People frequently ask if there is any significance in how a particular branch of the family spells the name. In general, this is not the case. There are some exceptions to this rule, however. After the revolution, a Loyalist named Peter Mabee from Westchester County removed to the Gaspé Peninsula in Quebec. This branch of the family has used the Mabé spelling, reflecting the fact that this was and is a French speaking part of Canada. Another branch has used the Maeby spelling since the mid-nineteenth century. This branch descends from Jeremiah Maybee, a son of Tobias Maybee, and his wife Lois Richmond.
As to the question: Where did Pieter Casparszen van Naarden come from? We have the following letter written before Marshall raised the question of French surname 'Mabille'.
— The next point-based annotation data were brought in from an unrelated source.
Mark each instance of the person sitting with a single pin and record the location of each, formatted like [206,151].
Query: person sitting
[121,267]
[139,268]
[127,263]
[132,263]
Letter by Albert A. Mabee, dated March 1, 1903 For the benefit of my relatives on my father’s side, who are not acquainted with the origin of our forefathers, have thought best to jot down a few facts known only to myself. Our Mabee ancestors were English, of Puritan stock, and during the reign of Charles the Second (known in English history as the period of Restoration) they, with many others fled to Holland to escape persecution from the established church, and remained in that country till again persecuted for their religious beliefs. They then, with a number of Hollanders, sought refuge in America settling on the cite [sic] of the present city of New York, to which they gave the name New Amsterdam. They lived there in peace under the flag of Old England till the time of the American Revolution in 1776, when a goodly number, rather than take arms against the mother country, sacrificed all they gained in the New World, their homes as well, and came to Canada, a number settling at the mouth of the St. John river, New Brunswick, the site of the city of St. John, landing there May 18, 1783. This date was once kept as a public holiday, known as Loyalist Day or Landing of the Loyalists. Among this number was my great grandfather, Jeremiah Mabee, his wife (a Miss Chadyne of a French Huguenot family) his three sons, Jeremiah (my grandfather), William and Gilbert and his daughter Catherine, who afterward married Jeremiah Drake of St. John. The old gentleman, after a time, settled on a tract of land between the Bellisle and Kennebacasis rivers in the Parish of Kingston, Kings County, upon which he lived until he decease (time unknown)....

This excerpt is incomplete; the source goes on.